Here is an example of how a fraudulent message may look.
Please note that the only link you should use to sign in to your Bord Gáis Energy online account is bordgaisenergy.ie/sign-in.
If you need to make a payment on your account, you can do so on your online account (using the link above), or via the instant payment link on our website bordgaisenergy.ie/home/paynow.
How to manage suspicious or fraudulent messages
It can sometimes be difficult to determine if a text message is legitimate or spam. Here are some things to check:
- Sender's name: A legitimate text message from a company will usually come from the company's name or a recognisable abbreviation, rather than a random phone number.
- Message content: If a message is asking for personal information or to click on a suspicious link, it's likely spam. Legitimate messages will usually contain relevant information or offers related to your account or recent activity.
- Language and grammar: Spammers often use poor language and grammar in their messages, so if a message looks unprofessional or contains errors, it's likely spam.
Here are some more tips for avoiding scam messages:
- Verify the identity of the sender. Scammers often impersonate legitimate businesses or organisations, so double-check the sender’s email address or contact information.
- Don't click on suspicious links in emails or texts.
- Don’t provide personal information (e.g. name, address, bank details) via text or email if you don’t recognise the number or email address.
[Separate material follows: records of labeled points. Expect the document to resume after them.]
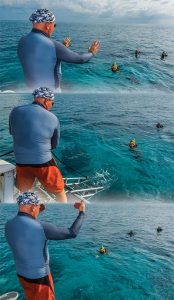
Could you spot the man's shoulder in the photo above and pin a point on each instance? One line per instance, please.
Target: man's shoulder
(52, 116)
(20, 107)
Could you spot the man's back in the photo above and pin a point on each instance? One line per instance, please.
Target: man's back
(27, 239)
(37, 54)
(33, 128)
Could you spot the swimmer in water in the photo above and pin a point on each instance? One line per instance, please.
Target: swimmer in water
(133, 80)
(103, 250)
(133, 144)
(159, 125)
(163, 55)
(137, 53)
(115, 68)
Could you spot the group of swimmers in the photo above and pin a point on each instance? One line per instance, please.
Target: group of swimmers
(115, 68)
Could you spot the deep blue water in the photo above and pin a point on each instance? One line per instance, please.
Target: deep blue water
(136, 268)
(118, 43)
(95, 132)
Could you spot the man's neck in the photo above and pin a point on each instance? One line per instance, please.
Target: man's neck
(36, 30)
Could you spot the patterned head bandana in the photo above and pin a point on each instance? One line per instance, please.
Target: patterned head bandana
(43, 92)
(28, 198)
(42, 16)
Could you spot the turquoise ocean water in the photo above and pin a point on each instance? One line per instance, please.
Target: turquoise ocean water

- Keep your mobile phone and computer software up to date. Software updates often include security updates and bug fixes.
- Always 'think before you click' when you receive a text or email. If something sounds too good to be true, it probably is.
If you're still unsure whether a message is legitimate or not, please contact us.
What to do if you've already responded to a suspicious message or link
- Report the incident: Report the incident to the company that the suspicious message claimed to be from.
- If you've provided your banking details, contact your bank immediately and let them know. If money has been taken from your bank account or any unauthorised payments made, you should report this to the Gardaí.
- Change your passwords: If the suspicious link led you to a page that asked for your sign in details to a website, you should change your passwords for all accounts that use the same sign in information.
- If you received the message on a work laptop or phone, contact your IT department and let them know.
- Continue to monitor your accounts: Keep an eye on your bank accounts and other important accounts to check for any unauthorised activity.